Optimizing zipdecode

Are there any good tools for profiling rich D3 webapps, testing the changes in Javascript, CSS, and SVG design for how much time it saves? The best I’ve come up with so far is inserting calls to Date.now() in my code and using console.log() to print numbers. It works, but it’s primitive.

Chrome’s Profile tool doesn’t help me much. The Javascript profiler does, actually, giving me detailed analysis of why something is taking so long. But that’s a forensics tool, what I need is a benchmark wrapper around what I’m doing, something like Python’s timeit. But I don’t want to measure just Javascript code; I’m more worried about the CSS selection time, the DOM manipulation time, the browser render time.

Anyway, my Zipdecode thing is too slow. I’d like to optimize it, in particular so the interaction on the user typing a zip code is faster (and ideally, animateable). My original code is intentionally naive: select all 40,000 dots and set their “fill” CSS style to a specific color. It’s bad:

        .style("fill", function(d, i) {
            if (l > 0 && d.zip.substr(0, l) == selectedZip) {
                return selectedColor;
            } else {
                return unselectedColor;

This take 140ms to do the update (and 650ms for the initial render).

Short circuiting the logic test about d.zip.substr() reveals that very little time is spent doing that. Replacing the call to .style() with a call to .each() that doesn’t manipulate the style drops the time down to 6ms; all my time is spent modifying the style, not creating the selection and iterating through it.

So the problem is mutating the .style(); no big surprise, but I can measure it! Let’s see how I can change the code to be better.

The obvious thing to try is to set the CSS class instead of a style property. The drawback with classes is there’s no way to interpolate the color easily. More on this in another blog post. But it works great, dropping the update time from 140ms to 25-30ms. Feels much faster. I tried this two ways

.attr("class", function(d) { return zipSelected(d.zip) ? "selected" : "unselected" })

.classed("selected", function(d) { return zipSelected(d.zip); })
.classed("unselected", function(d) { return ! zipSelected(d.zip); })

The first way using .attr() is 25-30ms; the second way calling .classed() twice is about 40ms, probably all from the overhead of that extra iterative function. I don’t think there’s anything particularly wrong about using .attr() to set classes, and since it’s simpler and faster I’ll stick with it.

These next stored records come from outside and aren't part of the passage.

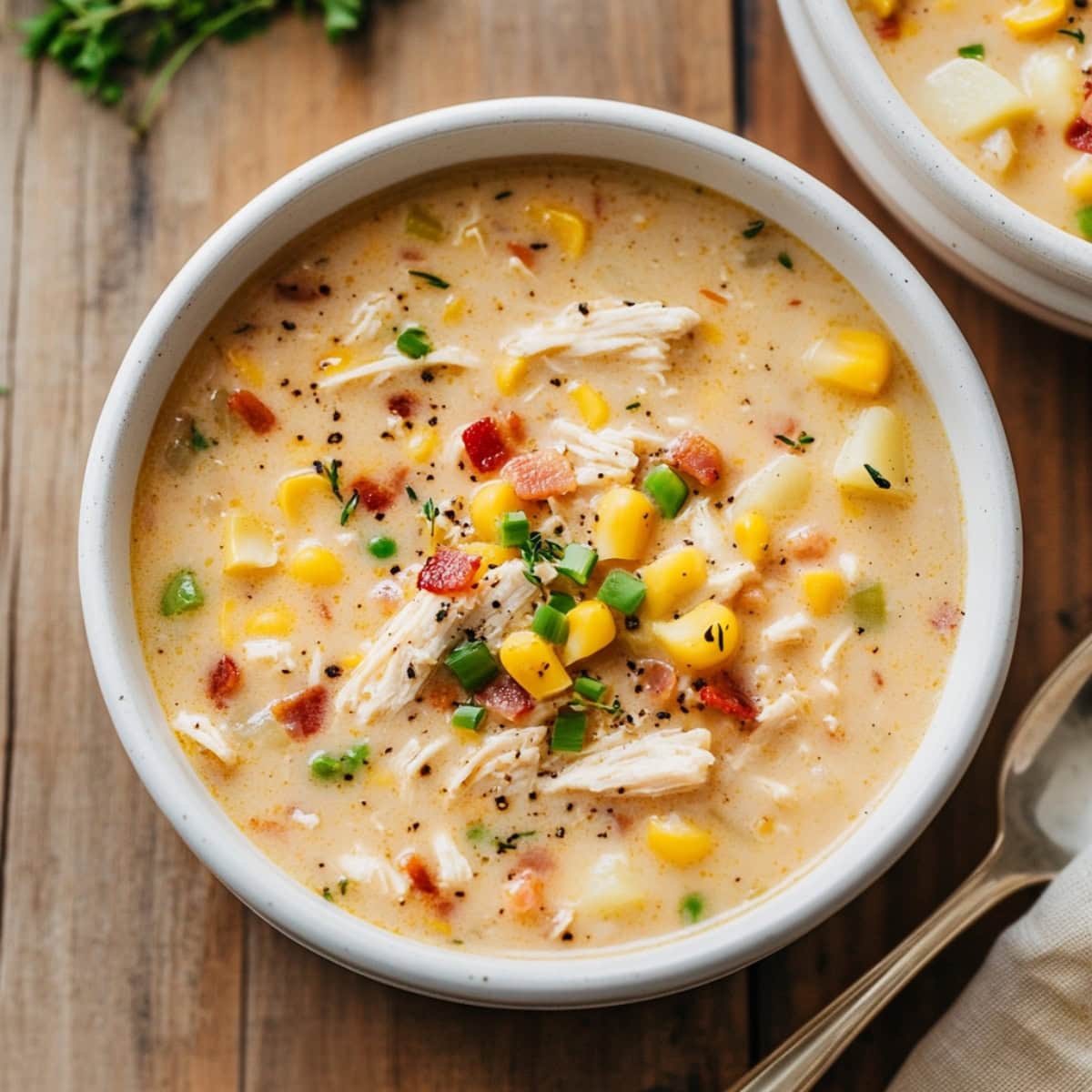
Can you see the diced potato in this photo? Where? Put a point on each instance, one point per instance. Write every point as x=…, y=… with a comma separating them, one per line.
x=533, y=663
x=677, y=841
x=855, y=360
x=1053, y=82
x=969, y=98
x=490, y=503
x=671, y=579
x=591, y=628
x=1033, y=17
x=591, y=405
x=294, y=490
x=511, y=374
x=278, y=621
x=824, y=590
x=877, y=442
x=623, y=519
x=316, y=565
x=703, y=638
x=248, y=544
x=779, y=489
x=1078, y=178
x=612, y=888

A whole different optimization is treating to be smarter about the selection, not select all 40,000 dots every time. The code is not efficient in one important way; if I change the selection from “94” to “941” only 30 dots really need to be updated, but I go ahead and modify all 40,000 dots. But I don’t much care about fixing that because the case I’m most worried about is going from “” to “9”, where a lot of dots need to be touch (at most 1/10th of all zip codes, about 4000 dots).

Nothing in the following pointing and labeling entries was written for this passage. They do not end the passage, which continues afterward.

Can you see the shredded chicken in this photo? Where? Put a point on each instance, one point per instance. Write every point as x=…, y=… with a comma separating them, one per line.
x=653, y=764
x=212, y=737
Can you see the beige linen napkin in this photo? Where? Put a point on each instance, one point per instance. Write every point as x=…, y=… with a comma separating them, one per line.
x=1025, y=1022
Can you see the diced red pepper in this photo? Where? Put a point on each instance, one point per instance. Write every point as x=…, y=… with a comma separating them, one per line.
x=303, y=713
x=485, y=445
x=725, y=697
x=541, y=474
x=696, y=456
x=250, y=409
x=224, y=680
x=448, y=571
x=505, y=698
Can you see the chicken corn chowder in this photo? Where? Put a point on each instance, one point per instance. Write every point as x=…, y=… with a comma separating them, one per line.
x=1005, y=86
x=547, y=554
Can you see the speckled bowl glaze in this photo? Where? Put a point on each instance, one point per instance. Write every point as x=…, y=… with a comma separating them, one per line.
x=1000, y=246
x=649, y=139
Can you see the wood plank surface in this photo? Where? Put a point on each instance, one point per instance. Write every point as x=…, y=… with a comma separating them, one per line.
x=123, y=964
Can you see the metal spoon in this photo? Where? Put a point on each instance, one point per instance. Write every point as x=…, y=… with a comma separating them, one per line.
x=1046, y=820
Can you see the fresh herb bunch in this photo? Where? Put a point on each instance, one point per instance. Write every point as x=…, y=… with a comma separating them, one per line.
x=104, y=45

But apparently I’m wrong. A version of this pull request from Ziggy Jonsson drops my interaction time from 140ms to 20ms, even less if the user is selecting a very narrow range of zips like “9414”. The key improvement is he’s only modifying the dots that are affected. (In addition he’s avoiding some calls to d3.select(), but I think that’s a smaller effect). Works well, but for my tutorial purposes I don’t like how it maintains this giant cached list of  all possible zip selections.

Another way to achieve the same effect would be  to use the hierarchy of the DOM to model the hierarchy of zip codes. Ie: instead of all the dots being top level <rect> elements, have a <g id=”9″> that contains all the 9xxxx zip codes (and in turn a <g id=”94″> inside that, etc. This would allow me to select with precision just the dots that need addressing, and might make the slower .style() method acceptable. But it significantly complicates the code and I don’t feel like doing that now that I’ve got stuff running pretty well. If I do it might be worth not going for the full hierarchical thing, just break zip code dots into the 10 top level categories.